For sustained nuclear fusion to be possible,
the **Lawson criterion** must be met,
from which some required properties
of the plasma and the reactor chamber can be deduced.

Suppose that a reactor generates a given power $$P_\mathrm{fus}$$ by nuclear fusion,
but that it leaks energy at a rate $$P_\mathrm{loss}$$ in an unusable way.
If an auxiliary input power $$P_\mathrm{aux}$$ sustains the fusion reaction,
then the following inequality must be satisfied
in order to have harvestable energy:

$$\begin{aligned}
    P_\mathrm{loss}
    \le P_\mathrm{fus} + P_\mathrm{aux}
\end{aligned}$$

We can rewrite $$P_\mathrm{aux}$$ using the definition
of the **energy gain factor** $$Q$$,
which is the ratio of the output and input powers of the fusion reaction:

$$\begin{aligned}
    Q
    \equiv \frac{P_\mathrm{fus}}{P_\mathrm{aux}}
    \quad \implies \quad
    P_\mathrm{aux}
    = \frac{P_\mathrm{fus}}{Q}
\end{aligned}$$

Returning to the inequality, we can thus rearrange its right-hand side as follows:

$$\begin{aligned}
    P_\mathrm{loss}
    \le P_\mathrm{fus} + \frac{P_\mathrm{fus}}{Q}
    = P_\mathrm{fus} \Big( 1 + \frac{1}{Q} \Big)
    = P_\mathrm{fus} \Big( \frac{Q + 1}{Q} \Big)
\end{aligned}$$

We assume that the plasma has equal species densities $$n_i = n_e$$,
so its total density $$n = 2 n_i$$.
Then $$P_\mathrm{fus}$$ is as follows,
where $$f_{ii}$$ is the frequency
with which a given ion collides with other ions,
and $$E_\mathrm{fus}$$ is the energy released by a single fusion reaction:

$$\begin{aligned}
    P_\mathrm{fus}
    = f_{ii} n_i E_\mathrm{fus}
    = \big( n_i \Expval{\sigma v} \big) n_i E_\mathrm{fus}
    = \frac{n^2}{4} \Expval{\sigma v} E_\mathrm{fus}
\end{aligned}$$

Where $$\Expval{\sigma v}$$ is the mean product
of the velocity $$v$$ and the collision cross-section $$\sigma$$.

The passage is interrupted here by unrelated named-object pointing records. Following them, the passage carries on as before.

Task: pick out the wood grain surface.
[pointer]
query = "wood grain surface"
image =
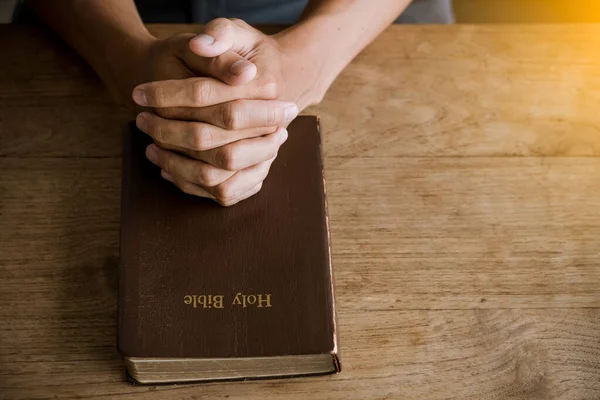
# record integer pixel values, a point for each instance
(463, 181)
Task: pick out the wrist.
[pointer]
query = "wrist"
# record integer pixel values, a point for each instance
(306, 69)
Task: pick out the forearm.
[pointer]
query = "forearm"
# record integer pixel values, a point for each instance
(108, 34)
(332, 32)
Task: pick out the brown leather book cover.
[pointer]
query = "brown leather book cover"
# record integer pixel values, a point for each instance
(198, 280)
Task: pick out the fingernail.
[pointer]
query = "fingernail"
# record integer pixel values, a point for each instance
(291, 112)
(166, 175)
(284, 136)
(204, 39)
(239, 66)
(141, 122)
(139, 96)
(152, 153)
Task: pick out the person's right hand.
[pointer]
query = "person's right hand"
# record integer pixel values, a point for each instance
(207, 148)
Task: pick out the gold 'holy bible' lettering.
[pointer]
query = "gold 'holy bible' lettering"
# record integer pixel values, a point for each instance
(217, 301)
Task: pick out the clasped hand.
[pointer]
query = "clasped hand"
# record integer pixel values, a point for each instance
(220, 104)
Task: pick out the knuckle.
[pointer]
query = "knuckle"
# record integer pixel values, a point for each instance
(208, 177)
(218, 24)
(202, 138)
(237, 21)
(223, 194)
(272, 116)
(166, 162)
(231, 115)
(167, 113)
(225, 158)
(201, 92)
(187, 188)
(270, 87)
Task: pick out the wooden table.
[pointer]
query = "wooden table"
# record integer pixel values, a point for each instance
(464, 188)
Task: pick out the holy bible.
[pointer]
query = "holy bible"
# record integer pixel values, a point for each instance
(213, 293)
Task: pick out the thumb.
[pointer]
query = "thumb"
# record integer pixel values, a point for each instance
(221, 35)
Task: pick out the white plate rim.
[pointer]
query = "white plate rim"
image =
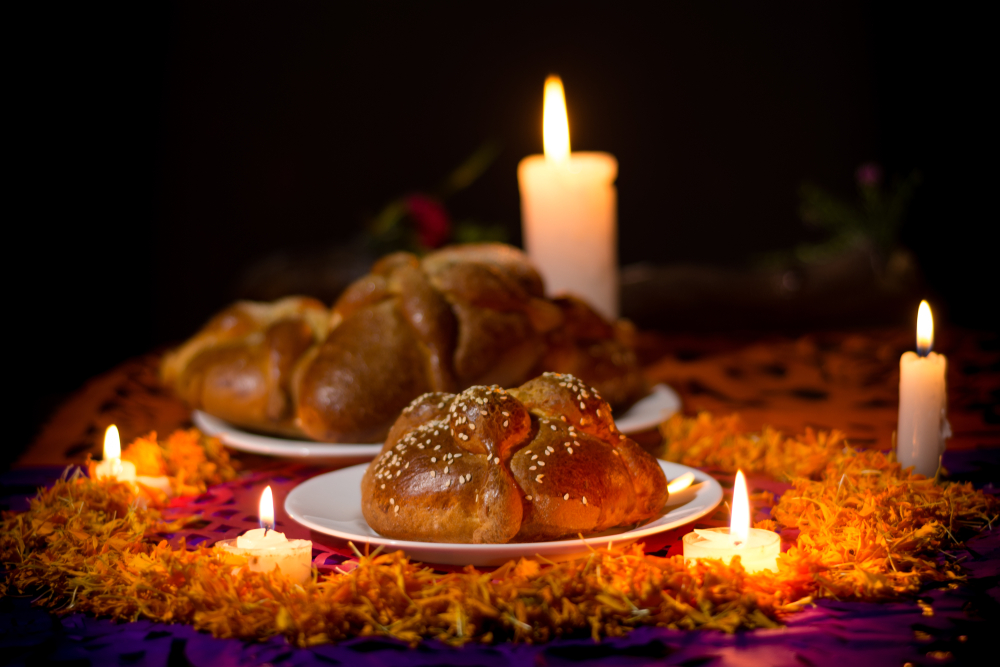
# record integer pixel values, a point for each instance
(654, 408)
(285, 447)
(707, 490)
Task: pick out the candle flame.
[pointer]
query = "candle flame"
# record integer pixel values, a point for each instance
(112, 444)
(266, 511)
(739, 525)
(925, 329)
(681, 483)
(555, 124)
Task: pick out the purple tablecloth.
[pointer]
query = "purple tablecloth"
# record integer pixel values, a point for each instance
(945, 626)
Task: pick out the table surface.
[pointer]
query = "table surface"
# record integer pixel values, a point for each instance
(842, 380)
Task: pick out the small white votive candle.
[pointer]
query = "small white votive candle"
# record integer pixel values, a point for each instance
(758, 549)
(112, 465)
(266, 549)
(759, 552)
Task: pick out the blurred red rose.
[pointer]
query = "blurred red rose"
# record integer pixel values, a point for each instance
(430, 218)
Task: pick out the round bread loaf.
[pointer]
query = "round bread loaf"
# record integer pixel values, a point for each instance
(488, 465)
(462, 316)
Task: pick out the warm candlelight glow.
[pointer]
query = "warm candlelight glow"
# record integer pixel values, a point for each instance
(266, 511)
(555, 124)
(112, 444)
(739, 525)
(925, 329)
(681, 483)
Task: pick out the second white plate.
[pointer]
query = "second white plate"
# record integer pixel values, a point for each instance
(656, 407)
(331, 504)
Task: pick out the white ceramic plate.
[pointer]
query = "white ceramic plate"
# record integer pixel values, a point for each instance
(283, 447)
(657, 407)
(331, 504)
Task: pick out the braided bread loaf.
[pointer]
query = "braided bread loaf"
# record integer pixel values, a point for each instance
(462, 316)
(539, 462)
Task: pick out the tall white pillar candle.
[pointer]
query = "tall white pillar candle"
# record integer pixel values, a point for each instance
(923, 424)
(569, 212)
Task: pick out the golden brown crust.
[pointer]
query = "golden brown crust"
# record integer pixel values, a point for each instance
(589, 347)
(463, 316)
(539, 462)
(240, 366)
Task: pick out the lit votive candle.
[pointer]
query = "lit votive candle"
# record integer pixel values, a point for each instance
(266, 549)
(923, 424)
(112, 464)
(758, 549)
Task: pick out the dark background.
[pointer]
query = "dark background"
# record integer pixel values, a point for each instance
(168, 148)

Furthermore, assuming that both species have the same temperature $$T_i = T_e = T$$,
the total energy density $$W$$ of the plasma is given by:

$$\begin{aligned}
    W
    = \frac{3}{2} k_B T_i n_i + \frac{3}{2} k_B T_e n_e
    = 3 k_B T n
\end{aligned}$$

Where $$k_B$$ is Boltzmann's constant.
From this, we can define the **confinement time** $$\tau_E$$
as the characteristic lifetime of energy in the reactor, before leakage.
Therefore:

$$\begin{aligned}
    \tau_E
    \equiv \frac{W}{P_\mathrm{loss}}
    \quad \implies \quad
    P_\mathrm{loss}
    = \frac{3 n k_B T}{\tau_E}
\end{aligned}$$

Inserting these new expressions for $$P_\mathrm{fus}$$ and $$P_\mathrm{loss}$$
into the inequality, we arrive at:

$$\begin{aligned}
    \frac{3 n k_B T}{\tau_E}
    \le \frac{n^2}{4} \Expval{\sigma v} E_\mathrm{fus} \Big( \frac{Q + 1}{Q} \Big)
\end{aligned}$$

This can be rearranged to the form below,
which is the original Lawson criterion:

$$\begin{aligned}
    n \tau_E
    \ge \frac{Q}{Q + 1} \frac{12 k_B T}{\Expval{\sigma v} E_\mathrm{fus}}
\end{aligned}$$

However, it turns out that the highest fusion power density
is reached when $$T$$ is at the minimum of $$T^2 / \Expval{\sigma v}$$.
Therefore, we multiply by $$T$$ to get the Lawson triple product:

$$\begin{aligned}
    \boxed{
        n T \tau_E
        \ge \frac{Q}{Q + 1} \frac{12 k_B T^2}{\Expval{\sigma v} E_\mathrm{fus}}
    }
\end{aligned}$$

For some reason,
it is often assumed that the fusion is infinitely profitable $$Q \to \infty$$,
in which case the criterion reduces to:

$$\begin{aligned}
    n T \tau_E
    \ge \frac{12 k_B T^2}{\Expval{\sigma v} E_\mathrm{fus}}
\end{aligned}$$



## References
1.  M. Salewski, A.H. Nielsen,
    *Plasma physics: lecture notes*,
    2021, unpublished.